Vladimir Makovsky, Unidentified Genre Scene (A Noble Assignment?), 1893 – 1895

Signed in Cyrillic and dated at lower left

Oil on canvas

16 1/2 x 11 5/16 in. (42 x 29 cm)

Inv. no. ab_7777

 

Vladimir Makovsky (1846 – 1920) was born into an artistic family. His father Egor Makovsky (1802 – 1886) was a portraitist and one of the founders of an important Moscow art school. He and most of his siblings became artists. While his brother Konstantin Makovsky (1839 – 1915) is the best known, his sister Alexandra (1837 – 1915) and brother Nikolai (1841 – 1886) were also accomplished painters.

 

Together with his brothers, he was one of the founding members of the Society for Itinerant Art Exhibitions, or the Peredvizhniki, a Russian word meaning itinerants or wanderers.
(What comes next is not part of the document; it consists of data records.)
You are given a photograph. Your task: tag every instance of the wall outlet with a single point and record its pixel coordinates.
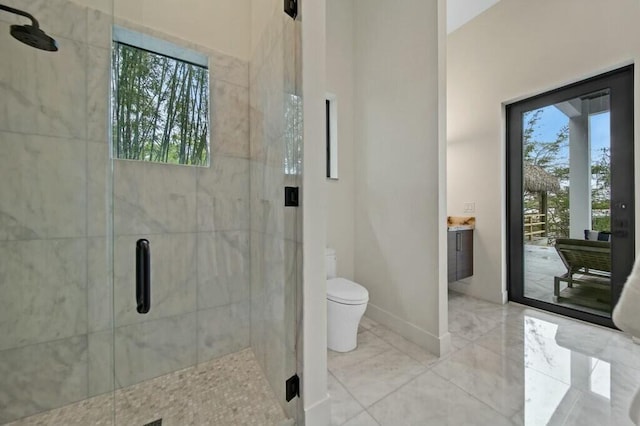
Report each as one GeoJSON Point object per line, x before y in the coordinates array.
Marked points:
{"type": "Point", "coordinates": [469, 207]}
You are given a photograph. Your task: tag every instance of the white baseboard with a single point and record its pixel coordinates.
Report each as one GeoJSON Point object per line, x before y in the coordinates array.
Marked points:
{"type": "Point", "coordinates": [319, 414]}
{"type": "Point", "coordinates": [434, 344]}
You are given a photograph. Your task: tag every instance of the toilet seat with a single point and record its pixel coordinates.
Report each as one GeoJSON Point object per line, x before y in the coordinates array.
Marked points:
{"type": "Point", "coordinates": [346, 292]}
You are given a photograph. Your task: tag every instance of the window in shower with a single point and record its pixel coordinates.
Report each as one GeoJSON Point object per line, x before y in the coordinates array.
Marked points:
{"type": "Point", "coordinates": [160, 101]}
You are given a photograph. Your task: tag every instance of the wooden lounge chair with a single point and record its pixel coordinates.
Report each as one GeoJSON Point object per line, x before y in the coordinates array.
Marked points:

While there were some variations, the group had banded together in support of Realist depictions of contemporary life in Russia, thus rejecting the Academy of Art’s officially prescribed allegorical works, scenes inspired by the Classical world, and patriotic battle paintings. While his older brother Konstantin turned to often romanticized images of the life of the boyar class in seventeenth-century Russia, Vladimir Makovsky retained his focus on daily life, particularly the financial sufferings of the poor or the foibles of the middle class.

 

Vladimir Makovsky’s title for this painting is currently unknown, so the subject remains undetermined. Two men in frock coats are seen in an office; the one at left seems to carry himself in a manner suggesting a lower status, particularly in comparison to the other man who wears a cross of the Order of St. George at his collar and a red and white sash, possibly of the Order of St. Stanislas. His mutton chop sideburns, long out of fashion, might tell us that the event took place well before the work was painted or that the figure on the right is out of the step with the contemporary world. Presumably the paper held in his hands is key to the narrative, but it is hidden from our eyes.